Summary to date: student group invites an apparent white supremacist to speak on campus at my alma mater, students react, alum start to react, college president cancels the appearance, now time for the Monday-morning quarterbacking

I've been thinking a lot about free speech (as a value, not as a legal right) and wanted to record some thoughts.

  • I believe that there are lines where inviting a speaker just ain't worth it. The most basic and obvious line relates to personal conduct - a speaker that sexually harasses students, threatens students, or refuses to answer audience questions may not be worth inviting.
  • I believe that the test to *stop* a speaker gets progressively higher through the following list:
    • Issuing an invitation for a mandatory event like a class
    • Issuing an invitation from college institutional leadership
    • Issuing an invitation from the college faculty/staff
    • Issuing an invitation from a student or student group
    • A student group canceling an invitation
    • The college canceling an invitation from faculty/staff or leadership
    • The college canceling an invitation from a student or student group
This means that I would push back on the college issuing an invitation to an objectionable speaker, but will give students more leeway to pursue their own speakers, and that the highest bar for action is canceling an invitation on behalf of a student or student group.

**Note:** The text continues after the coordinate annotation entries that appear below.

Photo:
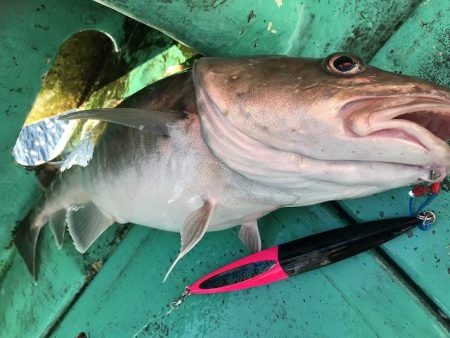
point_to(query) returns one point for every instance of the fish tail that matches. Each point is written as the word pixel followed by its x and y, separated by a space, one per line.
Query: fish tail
pixel 51 209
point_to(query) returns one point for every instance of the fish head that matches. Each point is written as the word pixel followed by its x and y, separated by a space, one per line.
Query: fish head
pixel 330 111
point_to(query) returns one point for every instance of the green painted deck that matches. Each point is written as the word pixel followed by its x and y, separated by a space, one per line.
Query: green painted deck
pixel 116 289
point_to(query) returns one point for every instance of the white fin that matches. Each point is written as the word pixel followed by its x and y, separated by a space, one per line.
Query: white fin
pixel 58 226
pixel 156 121
pixel 81 155
pixel 193 230
pixel 86 223
pixel 249 236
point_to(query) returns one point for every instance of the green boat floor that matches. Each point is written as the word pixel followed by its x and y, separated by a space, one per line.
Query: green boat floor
pixel 420 47
pixel 358 297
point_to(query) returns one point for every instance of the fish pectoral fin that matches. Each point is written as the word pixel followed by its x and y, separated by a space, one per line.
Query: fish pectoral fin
pixel 193 230
pixel 249 236
pixel 86 223
pixel 58 226
pixel 156 121
pixel 26 240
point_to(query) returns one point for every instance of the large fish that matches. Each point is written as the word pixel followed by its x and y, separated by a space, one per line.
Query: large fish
pixel 237 138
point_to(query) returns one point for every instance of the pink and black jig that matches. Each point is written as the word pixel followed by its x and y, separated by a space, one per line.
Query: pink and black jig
pixel 304 254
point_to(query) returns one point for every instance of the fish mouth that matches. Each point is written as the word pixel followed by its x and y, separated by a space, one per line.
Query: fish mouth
pixel 421 120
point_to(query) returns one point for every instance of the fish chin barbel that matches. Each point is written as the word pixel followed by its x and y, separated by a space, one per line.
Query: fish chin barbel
pixel 237 138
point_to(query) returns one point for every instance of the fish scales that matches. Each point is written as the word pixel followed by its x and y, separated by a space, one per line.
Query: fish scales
pixel 236 138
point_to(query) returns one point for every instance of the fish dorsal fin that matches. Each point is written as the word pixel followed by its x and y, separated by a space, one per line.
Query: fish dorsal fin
pixel 193 230
pixel 156 121
pixel 249 235
pixel 58 226
pixel 86 223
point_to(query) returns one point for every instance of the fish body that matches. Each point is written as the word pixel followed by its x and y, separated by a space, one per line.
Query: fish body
pixel 237 138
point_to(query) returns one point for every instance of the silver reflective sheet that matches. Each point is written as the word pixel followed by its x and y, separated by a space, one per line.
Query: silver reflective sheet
pixel 42 141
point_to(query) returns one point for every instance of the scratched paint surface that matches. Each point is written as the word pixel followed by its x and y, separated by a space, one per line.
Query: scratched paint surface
pixel 128 298
pixel 359 297
pixel 421 47
pixel 308 28
pixel 65 272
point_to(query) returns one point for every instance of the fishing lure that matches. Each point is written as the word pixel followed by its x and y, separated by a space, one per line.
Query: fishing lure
pixel 302 255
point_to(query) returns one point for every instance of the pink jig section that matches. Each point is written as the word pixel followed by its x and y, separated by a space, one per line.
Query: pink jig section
pixel 274 274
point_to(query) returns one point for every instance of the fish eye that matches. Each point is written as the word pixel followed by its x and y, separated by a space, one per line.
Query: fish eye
pixel 344 64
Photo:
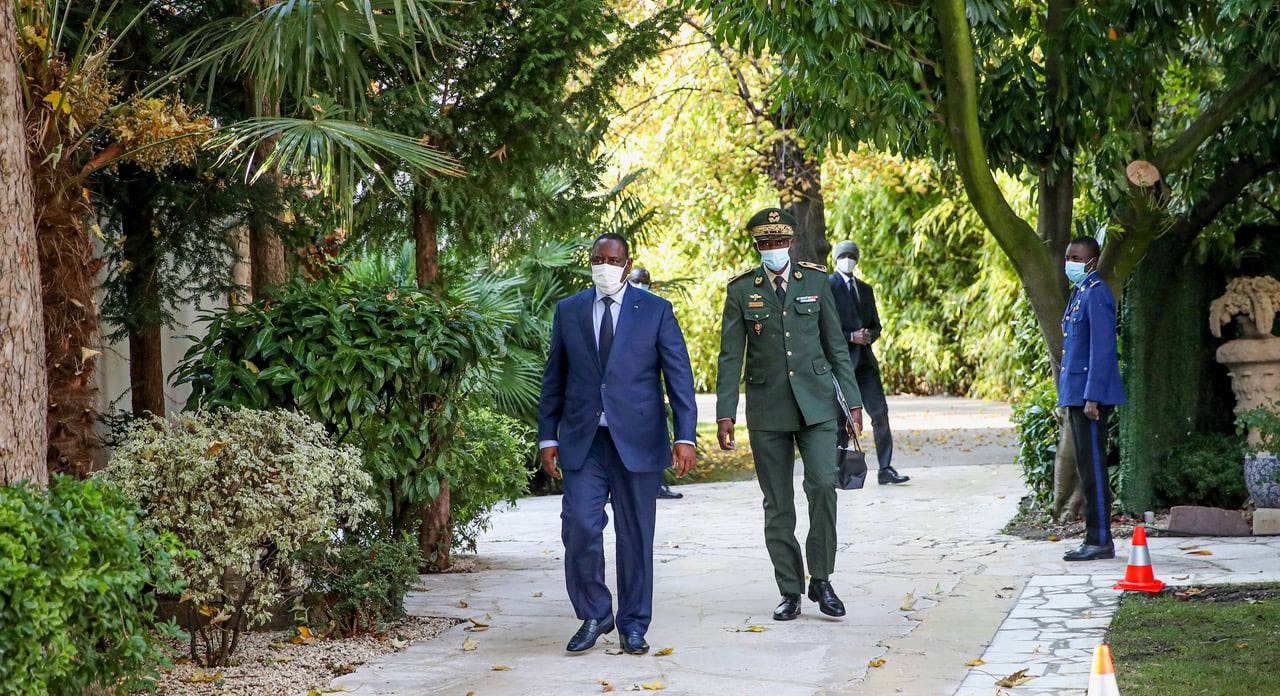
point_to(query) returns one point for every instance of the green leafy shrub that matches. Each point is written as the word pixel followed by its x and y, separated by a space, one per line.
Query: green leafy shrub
pixel 246 490
pixel 78 582
pixel 1207 470
pixel 488 468
pixel 1036 421
pixel 382 367
pixel 362 582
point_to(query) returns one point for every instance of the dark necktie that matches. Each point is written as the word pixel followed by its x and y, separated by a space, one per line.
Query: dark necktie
pixel 606 332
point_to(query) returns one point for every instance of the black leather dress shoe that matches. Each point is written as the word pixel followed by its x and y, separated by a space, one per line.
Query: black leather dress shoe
pixel 822 593
pixel 1091 552
pixel 634 644
pixel 586 636
pixel 787 609
pixel 890 475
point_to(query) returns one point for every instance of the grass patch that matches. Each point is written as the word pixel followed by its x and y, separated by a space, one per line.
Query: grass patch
pixel 1221 641
pixel 716 466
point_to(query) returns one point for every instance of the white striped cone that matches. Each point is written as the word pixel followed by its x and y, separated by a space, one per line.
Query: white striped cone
pixel 1102 680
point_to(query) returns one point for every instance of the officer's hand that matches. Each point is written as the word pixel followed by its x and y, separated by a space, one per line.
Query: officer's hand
pixel 549 456
pixel 725 434
pixel 855 416
pixel 1091 411
pixel 682 458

In other words, I believe that President Falk's decision merits the highest scrutiny, most particularly because it blocked an invitation from someone in the "aggrieved" class (in this case, black) and falk is himself White.

I agree with Falk that there's a line; for example, in inviting a flat-earther, psychic, or astrologist in any context except allowing students to interact with someone pushing psuedo-science. I'm not sure that this crosses it. Racism is a real social organism in today's world, and students deserve a chance to confront it as they decide how they will embark into the world

Zach Wood, the organizer, says (1):
To many, Derbyshire’s views might not be worth trying to thoroughly understand. To me, they are worth the intellectual investment of interrogating and dismantling principally because that is the only way in which it may ever be conclusively decided upon that his racist views are invalid.

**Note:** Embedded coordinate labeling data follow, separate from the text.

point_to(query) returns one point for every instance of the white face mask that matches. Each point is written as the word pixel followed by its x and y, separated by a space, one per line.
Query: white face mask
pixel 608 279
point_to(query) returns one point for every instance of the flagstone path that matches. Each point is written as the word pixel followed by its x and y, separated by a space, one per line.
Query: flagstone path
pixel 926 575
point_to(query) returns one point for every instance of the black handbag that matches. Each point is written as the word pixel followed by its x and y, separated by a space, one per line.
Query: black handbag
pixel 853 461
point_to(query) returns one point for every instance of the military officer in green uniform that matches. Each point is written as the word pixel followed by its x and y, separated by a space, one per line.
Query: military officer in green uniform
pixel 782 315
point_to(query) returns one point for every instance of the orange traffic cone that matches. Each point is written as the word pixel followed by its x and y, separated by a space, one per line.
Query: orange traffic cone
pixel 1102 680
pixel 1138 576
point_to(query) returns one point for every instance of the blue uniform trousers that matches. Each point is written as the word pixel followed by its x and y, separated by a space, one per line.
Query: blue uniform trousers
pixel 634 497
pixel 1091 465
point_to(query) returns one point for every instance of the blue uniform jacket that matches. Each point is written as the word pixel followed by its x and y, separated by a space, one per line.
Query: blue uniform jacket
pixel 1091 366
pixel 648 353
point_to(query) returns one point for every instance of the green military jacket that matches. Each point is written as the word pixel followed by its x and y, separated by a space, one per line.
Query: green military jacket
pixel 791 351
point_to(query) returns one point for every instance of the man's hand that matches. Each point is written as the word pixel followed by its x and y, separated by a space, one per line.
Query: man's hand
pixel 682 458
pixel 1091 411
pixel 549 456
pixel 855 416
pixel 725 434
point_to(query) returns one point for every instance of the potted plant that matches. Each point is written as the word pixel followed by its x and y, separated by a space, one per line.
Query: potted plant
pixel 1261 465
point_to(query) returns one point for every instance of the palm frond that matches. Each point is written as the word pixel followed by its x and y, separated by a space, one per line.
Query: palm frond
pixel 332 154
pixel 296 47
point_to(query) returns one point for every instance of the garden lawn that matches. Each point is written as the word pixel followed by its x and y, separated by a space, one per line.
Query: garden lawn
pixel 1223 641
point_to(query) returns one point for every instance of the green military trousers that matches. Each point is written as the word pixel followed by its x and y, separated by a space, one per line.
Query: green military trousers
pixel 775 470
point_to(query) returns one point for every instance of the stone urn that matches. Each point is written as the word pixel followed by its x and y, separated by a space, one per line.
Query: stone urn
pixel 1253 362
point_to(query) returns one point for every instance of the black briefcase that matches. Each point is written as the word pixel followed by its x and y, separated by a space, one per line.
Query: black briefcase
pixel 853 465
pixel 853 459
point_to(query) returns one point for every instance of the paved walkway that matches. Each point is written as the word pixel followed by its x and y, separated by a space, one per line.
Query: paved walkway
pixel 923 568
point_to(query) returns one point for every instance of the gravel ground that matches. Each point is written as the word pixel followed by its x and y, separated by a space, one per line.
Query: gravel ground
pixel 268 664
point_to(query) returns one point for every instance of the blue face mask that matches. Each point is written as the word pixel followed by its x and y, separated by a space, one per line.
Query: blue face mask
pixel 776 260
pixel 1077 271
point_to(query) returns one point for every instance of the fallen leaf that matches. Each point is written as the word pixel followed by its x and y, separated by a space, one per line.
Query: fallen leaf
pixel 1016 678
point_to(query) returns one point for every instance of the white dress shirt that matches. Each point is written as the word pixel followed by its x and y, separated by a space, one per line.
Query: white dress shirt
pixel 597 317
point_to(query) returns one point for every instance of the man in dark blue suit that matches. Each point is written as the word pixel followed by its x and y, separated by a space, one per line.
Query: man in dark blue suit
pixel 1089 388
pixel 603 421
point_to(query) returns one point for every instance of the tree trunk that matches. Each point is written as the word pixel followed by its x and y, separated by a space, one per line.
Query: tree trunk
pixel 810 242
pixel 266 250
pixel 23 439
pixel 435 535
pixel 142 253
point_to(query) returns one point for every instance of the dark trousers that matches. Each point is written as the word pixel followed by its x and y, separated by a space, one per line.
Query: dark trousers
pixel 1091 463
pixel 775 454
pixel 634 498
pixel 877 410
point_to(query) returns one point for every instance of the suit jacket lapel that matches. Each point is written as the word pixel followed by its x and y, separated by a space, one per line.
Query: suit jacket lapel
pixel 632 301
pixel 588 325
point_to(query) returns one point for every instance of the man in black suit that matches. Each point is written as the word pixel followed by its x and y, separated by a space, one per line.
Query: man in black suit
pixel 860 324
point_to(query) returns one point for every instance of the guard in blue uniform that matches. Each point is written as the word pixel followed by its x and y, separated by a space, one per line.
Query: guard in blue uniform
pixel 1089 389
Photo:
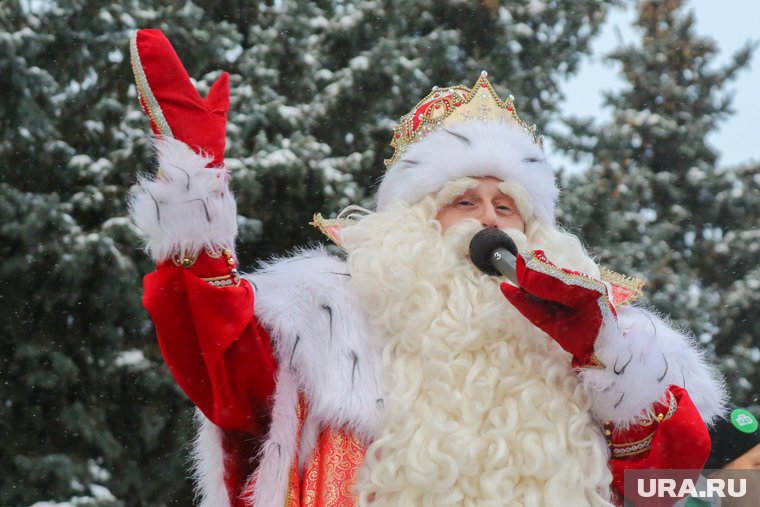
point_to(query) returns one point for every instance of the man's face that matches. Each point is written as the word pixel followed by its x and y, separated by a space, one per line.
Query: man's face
pixel 485 203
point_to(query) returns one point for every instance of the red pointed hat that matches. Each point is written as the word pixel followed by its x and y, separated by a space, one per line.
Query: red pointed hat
pixel 169 98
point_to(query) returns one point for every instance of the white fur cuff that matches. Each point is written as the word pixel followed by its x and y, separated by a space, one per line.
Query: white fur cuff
pixel 643 356
pixel 186 207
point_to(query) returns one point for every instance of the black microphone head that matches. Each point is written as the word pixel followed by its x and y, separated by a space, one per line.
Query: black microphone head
pixel 483 245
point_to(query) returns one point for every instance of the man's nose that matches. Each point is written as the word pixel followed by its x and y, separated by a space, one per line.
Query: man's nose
pixel 488 216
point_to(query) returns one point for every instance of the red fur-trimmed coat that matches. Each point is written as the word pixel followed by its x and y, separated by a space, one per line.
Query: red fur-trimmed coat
pixel 281 368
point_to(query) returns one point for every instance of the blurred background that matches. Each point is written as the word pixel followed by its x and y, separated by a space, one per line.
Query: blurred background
pixel 659 166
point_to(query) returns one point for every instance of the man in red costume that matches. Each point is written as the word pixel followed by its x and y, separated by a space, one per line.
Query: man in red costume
pixel 402 375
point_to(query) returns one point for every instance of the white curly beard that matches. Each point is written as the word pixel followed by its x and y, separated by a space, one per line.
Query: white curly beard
pixel 481 409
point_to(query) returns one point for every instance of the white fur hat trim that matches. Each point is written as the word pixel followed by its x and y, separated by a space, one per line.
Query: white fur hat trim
pixel 474 149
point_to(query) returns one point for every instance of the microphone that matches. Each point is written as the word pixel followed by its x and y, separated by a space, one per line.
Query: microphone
pixel 494 253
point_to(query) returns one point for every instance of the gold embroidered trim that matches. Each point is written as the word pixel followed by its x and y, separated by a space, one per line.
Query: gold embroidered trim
pixel 629 283
pixel 231 280
pixel 184 261
pixel 632 448
pixel 578 279
pixel 627 449
pixel 594 362
pixel 144 91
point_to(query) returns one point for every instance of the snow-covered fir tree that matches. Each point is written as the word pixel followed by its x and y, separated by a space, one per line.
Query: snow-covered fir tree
pixel 654 205
pixel 88 409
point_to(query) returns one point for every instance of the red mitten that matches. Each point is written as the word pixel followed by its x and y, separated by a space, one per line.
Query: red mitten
pixel 567 305
pixel 174 106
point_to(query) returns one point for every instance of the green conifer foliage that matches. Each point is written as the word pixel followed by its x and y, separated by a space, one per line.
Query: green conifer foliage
pixel 654 204
pixel 88 409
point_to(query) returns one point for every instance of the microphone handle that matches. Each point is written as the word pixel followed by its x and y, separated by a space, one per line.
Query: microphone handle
pixel 504 262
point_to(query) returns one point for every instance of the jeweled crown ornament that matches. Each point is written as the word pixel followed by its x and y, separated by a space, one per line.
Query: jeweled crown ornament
pixel 453 105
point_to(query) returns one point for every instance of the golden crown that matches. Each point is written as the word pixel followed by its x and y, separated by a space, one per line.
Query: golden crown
pixel 449 106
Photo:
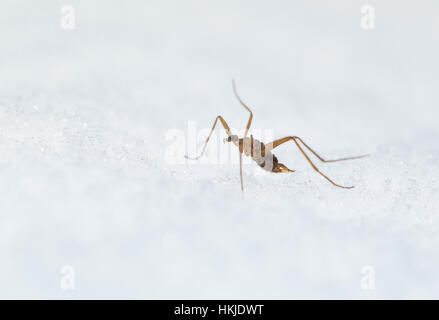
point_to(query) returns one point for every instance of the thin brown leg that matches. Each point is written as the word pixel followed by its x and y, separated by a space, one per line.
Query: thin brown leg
pixel 276 143
pixel 249 122
pixel 226 127
pixel 240 171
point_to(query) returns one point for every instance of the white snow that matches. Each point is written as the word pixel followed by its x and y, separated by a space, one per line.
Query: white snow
pixel 85 181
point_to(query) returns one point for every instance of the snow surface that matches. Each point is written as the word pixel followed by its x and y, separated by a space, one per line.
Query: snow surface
pixel 85 180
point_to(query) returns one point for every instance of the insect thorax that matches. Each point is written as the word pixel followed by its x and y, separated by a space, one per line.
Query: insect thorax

I also think there are a variety of steps a college can take to make a lecture like this useful. It could hold trainings on productive confrontation, counter-programming on the same topic, or even feature the college president to speak for the Academy and repudiate the views of the speaker. I'm not sure which of these is the best option. For some students dealing with racism at Williams, a speaker like this is (at minimum) unhelpful, and possibly harmful. I am not a student that would be harmed, and would want to listen to the student group about the best way to mitigate that.

I also think that I might be wrong. A former professor wrote eloquently on the lack of education value in some statements, and I think he's correct that there's a line where speech becomes harassment and that Williams has no obligation to "support" racist speech, though I'm not sure that providing a venue constitutes true support.

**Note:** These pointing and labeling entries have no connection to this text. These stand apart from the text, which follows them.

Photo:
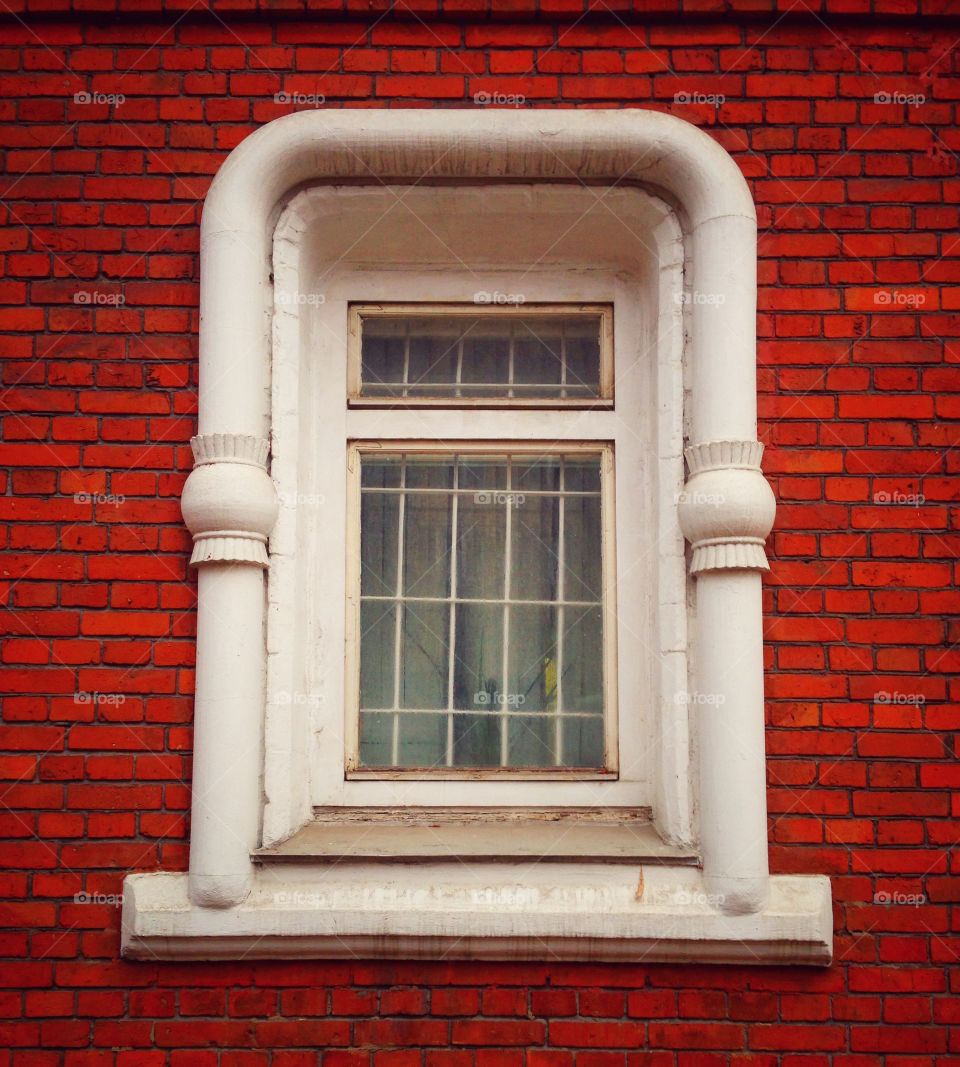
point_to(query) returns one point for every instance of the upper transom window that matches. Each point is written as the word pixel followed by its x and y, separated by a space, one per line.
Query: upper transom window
pixel 449 355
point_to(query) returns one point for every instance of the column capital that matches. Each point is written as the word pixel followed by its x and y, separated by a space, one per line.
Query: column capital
pixel 726 508
pixel 229 503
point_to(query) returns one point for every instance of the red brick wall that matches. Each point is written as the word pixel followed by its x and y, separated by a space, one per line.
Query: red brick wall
pixel 859 206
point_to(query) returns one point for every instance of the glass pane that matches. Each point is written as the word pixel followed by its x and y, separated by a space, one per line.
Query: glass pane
pixel 422 741
pixel 513 355
pixel 481 545
pixel 485 359
pixel 378 646
pixel 482 472
pixel 536 474
pixel 538 355
pixel 478 666
pixel 477 741
pixel 534 559
pixel 377 738
pixel 580 474
pixel 581 548
pixel 428 472
pixel 379 528
pixel 381 472
pixel 532 669
pixel 427 534
pixel 531 741
pixel 452 704
pixel 582 742
pixel 582 661
pixel 424 658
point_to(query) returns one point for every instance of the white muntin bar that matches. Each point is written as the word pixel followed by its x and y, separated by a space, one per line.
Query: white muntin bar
pixel 614 146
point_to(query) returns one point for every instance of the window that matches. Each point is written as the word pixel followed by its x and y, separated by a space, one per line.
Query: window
pixel 484 615
pixel 390 226
pixel 514 355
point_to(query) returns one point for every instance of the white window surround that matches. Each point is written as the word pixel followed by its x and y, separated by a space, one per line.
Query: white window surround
pixel 249 776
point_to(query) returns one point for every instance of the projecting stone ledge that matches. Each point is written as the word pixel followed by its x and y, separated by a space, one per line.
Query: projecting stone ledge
pixel 468 910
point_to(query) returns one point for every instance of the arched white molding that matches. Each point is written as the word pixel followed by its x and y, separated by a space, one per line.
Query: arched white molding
pixel 713 202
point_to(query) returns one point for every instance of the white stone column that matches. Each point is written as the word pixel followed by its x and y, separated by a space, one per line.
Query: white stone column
pixel 229 506
pixel 726 511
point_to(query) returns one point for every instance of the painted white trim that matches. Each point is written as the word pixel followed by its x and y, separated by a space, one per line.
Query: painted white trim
pixel 622 146
pixel 339 244
pixel 562 911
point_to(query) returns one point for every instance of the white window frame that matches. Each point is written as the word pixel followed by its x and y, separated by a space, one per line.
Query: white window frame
pixel 234 901
pixel 309 343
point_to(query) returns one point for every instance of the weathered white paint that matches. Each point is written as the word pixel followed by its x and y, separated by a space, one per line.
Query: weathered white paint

I especially agree with this (2):
Given the unusual circumstances of this case, the lack of prior community consideration of the invitation and the short time frames involved, his choice was reasonable. 
If I was a black student looking to apply to colleges, articles about invited speakers like this one without counterbalance could well give me pause when deciding which colleges deserve my time and energy. I know racism exists; I lived it growing up, and there are better ways to engage it than by inviting speakers like this one.

Its very possible the harm to recruiting made the dis-invitation worth it; I don't know enough to say, and I think the disruption of such a speaker is worth consideration. For me, a one-time invite is worth the one-time disruption, but a weekly "today's racist" series would not be.

In general, the trend of censorship demanded by students on campus is a little disturbing, and deserves its own scrutiny (though this came from the college president) (3):
More to the point, the world is not a safe place. It is extremely dangerous, flawed, full of bloodshed and corruption. By sheltering ourselves from its harshness we are doing nothing meaningful to change it. If we are serious about confronting power we must throw ourselves into the danger and hurt that so many people have no choice but to live with. While self-care is necessary to sustain us in the long run, avoiding the darkness entirely is nothing more than a cop out.
Williams doesn't have to support racist speech, but if students seek to engage with it, what better place to be exposed than at a college, with professors and fellow students to help unpack a viewpoint?